One way to build your credit history is by opening and using a credit card.
Is your credit score high enough?
Most cards have credit score requirements, among other criteria, so it’s important to figure out what your score is and whether it’s good enough for you to be approved.
But what exactly constitutes a good credit score?
Ted Rossman, senior industry analyst at Bankrate.com, explains that an excellent credit score is “generally defined [as] 740 or higher on the FICO scale, which goes from 300 to 850.” The FICO score represents how likely you are to pay back your credit card bill based off previous payments.
Although many credit cards have a FICO score cutoff of 670, it’s not a strict limit.
“The average FICO score is 716, so most people are in the right ballpark for most cards,” said Rossman.
If you want to raise your credit score, Rossman said the key is paying your credit card bills on time, keeping your balance low and proving that you can successfully manage various types of credit over the long haul. And that can take time.
“Much of this is a marathon, not a sprint,” he noted.
For those who are trying to improve a lower credit score or who are seeking to build credit, Rossman suggests secured cards, which are backed by a security deposit and are often held in a linked bank account. This functions as collateral should you fail to pay your monthly bill.
These cards also have strict limits and do not allow cardholders to spend more money than they deposited upfront. So if your security deposit was $500, your spending limit will be $500.
What rewards does it offer?
There are three main types of credit card rewards — cash back, points and miles.
Cash back rewards pay cardholders a percentage of what they have spent on purchases. The cash accumulated can typically be redeemed in the form of a check or direct deposit, applied to future balances as a statement credit, or sometimes used to make purchases.
Points and miles rewards cards give cardholders the option to redeem their rewards for travel, and other products and services.
Whichever form of rewards you choose, you’ll want to make sure it enables you to get the most out of your purchases.
Start by considering how you spend your money. While some cards offer more rewards for spending categories like travel and dining, others offer better benefits for grocery store purchases and gas. Others will rotate the categories that offer the highest rewards, or even let you choose.
Many people prefer cash back rewards because they are easier to navigate and do not require tracking purchase categories, according to Rossman. He suggests finding a card that gives 2% cash back on every purchase.
If you’re willing to dabble with different cards in order to chase more rewards, Rossman recommends having a cash back card for general purchases, and then layering in other cards for more specific categories.
“Use something like [a general cash back card] as a floor, guaranteeing you’ll never get less than 2% cash back on a given purchase, and lean into categories in which you spend a lot of money,” said Rossman.
Be mindful of fees
While many banks won’t charge you anything just to have a credit card, some rewards cards will charge annual fees, typically ranging from $95 per year to as much as $695.
“For the most part, the better the rewards, the more annual fees,” said David Lord, general manager at Credit.com.
While some of those fees might seem high, they can be worth it if you know you will use all the benefits the card offers.
“These are often travel cards with premium perks” said Rossman. “The annual fee might be well worth it if you’re going to make good use of the airport lounge, the free checked bags or other perks, but not if you rarely travel.”
Another common fee is the foreign transaction fee — which typically adds 3% to the purchase price of products and services bought in other countries.
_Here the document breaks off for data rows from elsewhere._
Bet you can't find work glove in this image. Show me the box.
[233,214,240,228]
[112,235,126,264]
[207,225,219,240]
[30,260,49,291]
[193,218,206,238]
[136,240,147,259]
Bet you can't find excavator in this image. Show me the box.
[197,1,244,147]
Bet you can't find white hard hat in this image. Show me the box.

If you travel abroad often, you’ll want to avoid cards that charge such fees.
Most cards will also charge late payment fees.
“Up to $30 for the first offense and up to $41 for subsequent offenses within six billing cycles,” said Rossman.
Another important fee to consider is a cash advance fee. But Rossman advises against using a credit card to get cash. “There’s a separate fee, plus interest starts accruing immediately at a higher rate than normal purchases.”
How high are the interest rates?
“It doesn’t make sense to pursue 1%, 2% or even 5% in cash back (or an equivalent amount of airline miles or hotel points) if you’re paying a high interest rate” said Rossman.
But figuring out the interest rate might not be as simple as it sounds. Cards often charge different rates on purchases versus balance transfers or cash advances. And most credit card issuers offer variable rates, which means they can change over time.
Many cards will also offer an introductory rate — some as low as 0% — for a certain period of time. But cardholders need to be aware that the rate can skyrocket when the period ends.
As long as you’re diligent about paying the card off before the introductory period expires, a 0% rate on purchases can prove to be a big financial benefit. That’s especially true for people looking to make a few big purchases — like a vacation or wedding — early in the term but need a little more time to pay it off.
“You can divide what you owe by the number of months remaining and try to stick to it,” said Rossman. “I think this makes more sense than constantly making a series of purchases with the 0% card.”
Overall, when picking that new plastic, there is no such thing as one-size-fits-all. Instead, it’s about doing the research and finding what works best for you.
“[The] devil is in the details, review the fine print,” said Lord.